TM is a rare condition that usually affects patients aging between 55 and 75 years. Although the patient in the present report was younger than the reported range, TM can occur at even younger ages as around 10% of patients are younger than 25 years [4].

Peterson et al. [5] explained TM with no history of asbestos exposure to be associated with chronic inflammation and long-standing hydrocele. The patient in this report presented with hydrocele of 3-month duration only in contrast to the previous reports that documented long-standing hydrocele in patients with TM.

The patient in this report did not show any alarming clinical or radiologic signs, but the suspicion of specific pathology of the tunica vaginalis was raised intraoperatively after observing multiple variable-size nodules. The final diagnosis was made after histopathologic examination of the resected tunica vaginalis which highlights the importance of routine pathologic examination of tunica vaginalis in testicular and scrotal surgery.

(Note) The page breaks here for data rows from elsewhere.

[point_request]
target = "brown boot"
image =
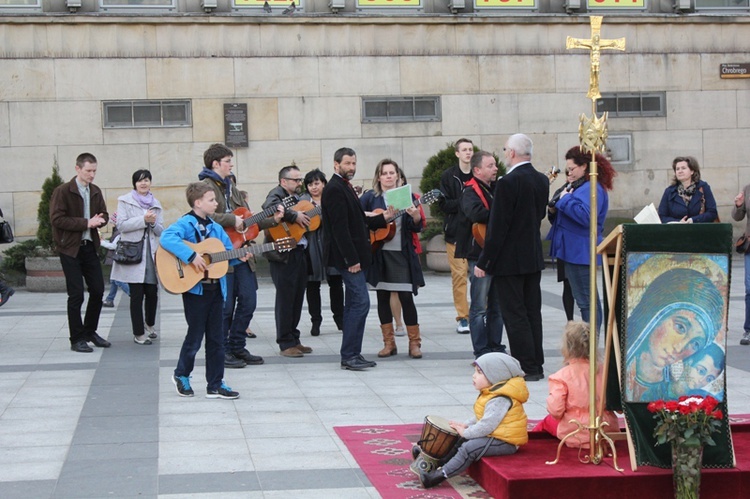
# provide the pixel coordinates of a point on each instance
(415, 341)
(388, 340)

Treatment of patients with localized TM involves radical inguinal orchiectomy as the standard surgical procedure. Inguinal lymph node dissection should be combined with high inguinal orchiectomy if there was evidence of metastasis in the inguinal lymph nodes. If no metastatic deposits were identified on metastatic work-up, adjuvant chemotherapy and radiotherapy are not required [6]. Since the patient in the present report did not exhibit any signs of lymph node or distant metastasis, he did not receive adjuvant treatment.

Conclusion

TM, although a rare entity, should be included in the differential diagnosis of scrotal and testicular complaints. Careful assessment of the tunica vaginalis during scrotal and testicular surgery is crucial since TM can be incidentally discovered during surgery. Histopathologic examination of any suspicious lesion in the tunica vaginalis is imperative to exclude malignant mesothelioma.